As we become evermore consumerist alongside our undesirable work patterns, we now find any such means of gratification to justify our effort. ‘I’m working really hard I should not be suffering on this bus just to get to work?‘*, ‘I’ve ate healthy all day surely I’m due a break?* and finally ‘I’ve worked every day for ‘x’ straight weeks now and I’ve not had time to enjoy myself‘*
*solution
* buy a nice car
*go for a nice meal
*book a holiday
These are all instant fixes that we can apply to ourselves for hard work, most of which will provide us with enough satisfaction to then carry on striving for even better or at least be able to justify our hard work when it gets tough.
When it comes to our bodies or one could say any other entity to which we give our time besides work, are we rewarded for the effort? and more importantly do we reward ourselves more than we need to? If we replaced ‘reward’ with ‘motivate’ in this context it would imply that we are in turn requiring another ‘motive’ to continue as opposed to being rewarded with ‘praise’ Are we so weak in our pursuits of better living that we need someone or something at every hurdle screaming ‘good job’ whilst everyone else running the race is already at the finish watching you revel in that first set of hurdles. I have this image of training a dog, conditioning them to associate their effort with treats and then simultaneously trying to achieve the exact same goal with nothing.
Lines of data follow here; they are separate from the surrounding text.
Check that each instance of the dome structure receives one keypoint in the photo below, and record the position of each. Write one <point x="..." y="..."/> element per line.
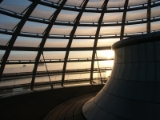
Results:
<point x="57" y="43"/>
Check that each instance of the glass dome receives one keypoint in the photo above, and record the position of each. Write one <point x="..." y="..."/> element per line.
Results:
<point x="60" y="43"/>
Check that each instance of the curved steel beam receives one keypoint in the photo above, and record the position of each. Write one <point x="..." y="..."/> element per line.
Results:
<point x="96" y="38"/>
<point x="15" y="35"/>
<point x="71" y="39"/>
<point x="46" y="34"/>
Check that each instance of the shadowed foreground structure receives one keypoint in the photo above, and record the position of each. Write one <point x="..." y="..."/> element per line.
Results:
<point x="134" y="88"/>
<point x="36" y="105"/>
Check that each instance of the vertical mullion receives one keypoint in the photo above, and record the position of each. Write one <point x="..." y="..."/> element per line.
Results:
<point x="96" y="39"/>
<point x="149" y="17"/>
<point x="15" y="35"/>
<point x="41" y="46"/>
<point x="124" y="19"/>
<point x="71" y="39"/>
Are we just jumping through the hoops of our own egos or do we actually want to see ourselves succeed?
My point is one of accepting that there will be hard times that can only be pacified by an instilling drive to continue and not to regress, but more importantly acknowledging whether you are actually reaping the rewards from your efforts. If the answer is no, do not reward yourself, find the reason why you haven’t seen any progress and stick at the things that bring it. Just killing yourself without having a plan of what you want to achieve or suddenly deciding that you deserve a reward already is just blind and redundant energy wasted. By giving in and rewarding yourself for just trying you are essentially celebrating your loss, a bi-product of having ‘reward’ at every vulnerable turn. Celebrating your progress tastes so much sweeter than the taste of over-indulgence.
The ratio of effort:reward is the same as energy:results, use your energy tactfully and the results which you deserve, not that which you think you are entitled, and this will be graced to you tenfold. If there was a medal for jumping the first hurdle our necks would be too heavy to surmount the last.